Often we must wrestle with the texts of Bible passages to find the powerful meaning that God has for us. One prayer that Pam and Steve Easterday regularly use to begin their Bible studies is this:

Blessed Lord, who caused all holy Scriptures to be written for
our learning: Grant us so to hear them, read, mark, learn,
and inwardly digest them, that we may embrace and ever
hold fast the blessed hope of everlasting life, which you have
given us in our Savior Jesus Christ; who lives and reigns with
you and the Holy Spirit, one God, for ever and ever. Amen. (BCP p. 236)

And very often to embrace and hold fast to God’s message requires that we talk about passages from the Bible with others in Bible Study groups.


As Episcopalians we have a treasury of material to help us understand the Bible in our Book of Common Prayer which is a kind of “service book” for our church, but also a commentary on the faith. St. Augustine said, “What we pray is what we believe.” That is certainly true for Episcopalians. For example, if you want to know what we believe about life after death, then read our service for the Burial of the Dead. What you will find is that we believe that when each one of us stands before God after death that we will see One who is “my friend and not a stranger.” (BCP p. 491) We also believe that when those we love die, that we have “the comfort of a reasonable and holy hope, in the joyful expectation of eternal life with those we love.” (BCP p. 481)

These helpful insights are available at every important point in life. When a baby is born we understand that “everyone who receives a little child receives Christ himself,” and we pray that the family will bring the child to “love all that is true and noble, just and pure, lovable and gracious, excellent and admirable” following the example of Christ. (BCP p. 443). In marriage we celebrate the “mutual joy” in the union of husband and wife and we pray that “each may be to the other a strength in need, a counselor in perplexity, a comfort in sorrow, and a companion in joy.” (BCP pp. 423 and 429) 

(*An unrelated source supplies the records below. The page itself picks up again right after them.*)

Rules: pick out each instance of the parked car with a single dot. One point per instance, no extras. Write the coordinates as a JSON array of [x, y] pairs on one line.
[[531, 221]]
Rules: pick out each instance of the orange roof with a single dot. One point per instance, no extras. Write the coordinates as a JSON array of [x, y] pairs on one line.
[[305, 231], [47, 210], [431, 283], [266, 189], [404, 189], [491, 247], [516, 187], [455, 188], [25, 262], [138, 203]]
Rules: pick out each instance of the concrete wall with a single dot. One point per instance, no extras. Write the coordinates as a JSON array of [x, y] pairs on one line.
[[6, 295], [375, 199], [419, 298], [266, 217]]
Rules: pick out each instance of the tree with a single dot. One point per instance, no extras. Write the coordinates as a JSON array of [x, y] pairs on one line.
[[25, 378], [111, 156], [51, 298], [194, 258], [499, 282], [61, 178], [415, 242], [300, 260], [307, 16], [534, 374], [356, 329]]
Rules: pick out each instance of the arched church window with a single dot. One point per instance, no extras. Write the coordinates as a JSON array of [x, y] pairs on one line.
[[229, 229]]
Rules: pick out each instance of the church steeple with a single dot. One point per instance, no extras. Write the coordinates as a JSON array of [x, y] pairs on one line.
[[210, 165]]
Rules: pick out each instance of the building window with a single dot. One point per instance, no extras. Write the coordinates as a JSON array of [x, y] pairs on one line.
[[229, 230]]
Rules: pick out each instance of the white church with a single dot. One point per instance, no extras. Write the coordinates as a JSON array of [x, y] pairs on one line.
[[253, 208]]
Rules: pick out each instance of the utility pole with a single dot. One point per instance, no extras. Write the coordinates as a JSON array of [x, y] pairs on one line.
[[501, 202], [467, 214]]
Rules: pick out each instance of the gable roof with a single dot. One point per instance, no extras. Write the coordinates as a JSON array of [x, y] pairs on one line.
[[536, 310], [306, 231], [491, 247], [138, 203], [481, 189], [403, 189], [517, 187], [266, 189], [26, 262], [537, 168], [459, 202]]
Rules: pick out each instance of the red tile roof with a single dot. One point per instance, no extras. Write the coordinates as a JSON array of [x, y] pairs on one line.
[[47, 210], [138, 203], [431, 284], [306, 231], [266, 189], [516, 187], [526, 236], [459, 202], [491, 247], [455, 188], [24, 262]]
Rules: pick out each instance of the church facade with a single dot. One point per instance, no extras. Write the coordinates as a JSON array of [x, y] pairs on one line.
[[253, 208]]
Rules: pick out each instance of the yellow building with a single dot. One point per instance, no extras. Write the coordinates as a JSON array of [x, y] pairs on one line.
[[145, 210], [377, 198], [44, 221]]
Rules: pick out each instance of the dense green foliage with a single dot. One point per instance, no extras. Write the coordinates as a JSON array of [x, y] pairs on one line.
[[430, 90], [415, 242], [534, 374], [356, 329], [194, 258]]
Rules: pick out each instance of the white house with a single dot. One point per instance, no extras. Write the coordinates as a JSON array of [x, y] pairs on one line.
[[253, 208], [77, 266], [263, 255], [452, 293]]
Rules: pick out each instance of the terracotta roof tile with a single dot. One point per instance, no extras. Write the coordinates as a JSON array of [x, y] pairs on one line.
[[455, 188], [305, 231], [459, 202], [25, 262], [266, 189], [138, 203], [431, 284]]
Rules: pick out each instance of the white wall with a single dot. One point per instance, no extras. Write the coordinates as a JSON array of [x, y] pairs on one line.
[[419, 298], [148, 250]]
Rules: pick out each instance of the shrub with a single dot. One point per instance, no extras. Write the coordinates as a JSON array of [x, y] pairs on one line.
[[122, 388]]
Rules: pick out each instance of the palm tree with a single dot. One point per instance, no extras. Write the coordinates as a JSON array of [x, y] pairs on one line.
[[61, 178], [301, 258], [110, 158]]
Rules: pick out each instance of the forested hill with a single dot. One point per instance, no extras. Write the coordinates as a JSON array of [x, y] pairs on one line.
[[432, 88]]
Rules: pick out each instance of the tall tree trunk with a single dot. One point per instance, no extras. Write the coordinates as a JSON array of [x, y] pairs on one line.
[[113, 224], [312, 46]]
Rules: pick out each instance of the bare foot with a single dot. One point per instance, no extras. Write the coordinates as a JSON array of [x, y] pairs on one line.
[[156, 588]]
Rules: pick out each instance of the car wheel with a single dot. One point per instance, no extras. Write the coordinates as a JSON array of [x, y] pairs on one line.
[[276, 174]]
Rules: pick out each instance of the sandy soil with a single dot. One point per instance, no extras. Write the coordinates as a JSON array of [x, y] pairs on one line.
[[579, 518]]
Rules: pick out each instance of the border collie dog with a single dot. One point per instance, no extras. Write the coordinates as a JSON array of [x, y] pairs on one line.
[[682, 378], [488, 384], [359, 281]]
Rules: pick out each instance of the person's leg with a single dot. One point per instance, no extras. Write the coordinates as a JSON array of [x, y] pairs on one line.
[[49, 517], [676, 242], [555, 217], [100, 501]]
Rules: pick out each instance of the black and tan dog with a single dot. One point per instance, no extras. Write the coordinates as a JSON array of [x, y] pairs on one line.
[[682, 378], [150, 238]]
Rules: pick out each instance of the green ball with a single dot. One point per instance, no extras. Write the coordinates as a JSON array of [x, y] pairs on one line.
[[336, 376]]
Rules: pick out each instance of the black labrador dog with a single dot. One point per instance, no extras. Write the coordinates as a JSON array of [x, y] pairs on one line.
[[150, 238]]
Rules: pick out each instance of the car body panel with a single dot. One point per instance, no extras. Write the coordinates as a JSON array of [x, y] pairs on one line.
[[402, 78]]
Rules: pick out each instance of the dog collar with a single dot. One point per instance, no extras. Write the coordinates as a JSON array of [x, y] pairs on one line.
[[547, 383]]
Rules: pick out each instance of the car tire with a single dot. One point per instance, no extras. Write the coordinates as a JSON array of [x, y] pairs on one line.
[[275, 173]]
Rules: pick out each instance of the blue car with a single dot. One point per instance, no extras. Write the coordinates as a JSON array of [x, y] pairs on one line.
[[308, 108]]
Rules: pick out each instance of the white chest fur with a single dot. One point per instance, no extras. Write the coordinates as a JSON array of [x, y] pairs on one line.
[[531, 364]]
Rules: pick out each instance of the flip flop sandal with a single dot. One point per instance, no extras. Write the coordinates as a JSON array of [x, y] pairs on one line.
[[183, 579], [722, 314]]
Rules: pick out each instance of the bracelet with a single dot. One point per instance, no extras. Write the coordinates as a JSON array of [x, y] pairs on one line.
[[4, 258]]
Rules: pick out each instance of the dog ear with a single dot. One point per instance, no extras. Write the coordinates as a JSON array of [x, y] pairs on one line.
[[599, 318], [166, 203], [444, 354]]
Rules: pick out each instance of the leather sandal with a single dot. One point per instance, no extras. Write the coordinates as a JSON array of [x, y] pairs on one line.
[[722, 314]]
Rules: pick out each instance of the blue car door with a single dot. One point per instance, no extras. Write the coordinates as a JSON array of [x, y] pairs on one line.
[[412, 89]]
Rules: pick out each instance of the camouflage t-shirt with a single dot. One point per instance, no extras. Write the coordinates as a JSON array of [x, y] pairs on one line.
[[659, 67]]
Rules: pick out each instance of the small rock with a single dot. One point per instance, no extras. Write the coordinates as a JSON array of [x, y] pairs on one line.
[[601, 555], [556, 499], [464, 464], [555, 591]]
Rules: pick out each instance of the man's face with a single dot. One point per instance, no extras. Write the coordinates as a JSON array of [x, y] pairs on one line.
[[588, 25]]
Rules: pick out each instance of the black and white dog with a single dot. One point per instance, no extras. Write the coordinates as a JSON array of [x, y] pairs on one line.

We believe that the Christian faith is a journey, a pilgrimage that involves walking with Jesus. On that journey we know that we have God’s help.

If you have not begun your journey with Jesus then we invite you to do so today.
A simple prayer can serve as your beginning. Nicky Gumbel, a Church of England priest, calls this the STP Prayer. (from “Why Jesus?” p. 20) Simply pray:

S – Sorry. Lord God (Father God) I am sorry for all those things that I know are wrong in my life.
T – Thank You. Thank you Jesus for dying on the cross for me.
P – Please. Please Holy Spirit come into my life.

We encourage you to pray this prayer and keep praying it every day. It acknowledges the Holy Trinity (Father, Son and Holy Spirit) and it invites God to be with you in the power of the Holy Spirit every day.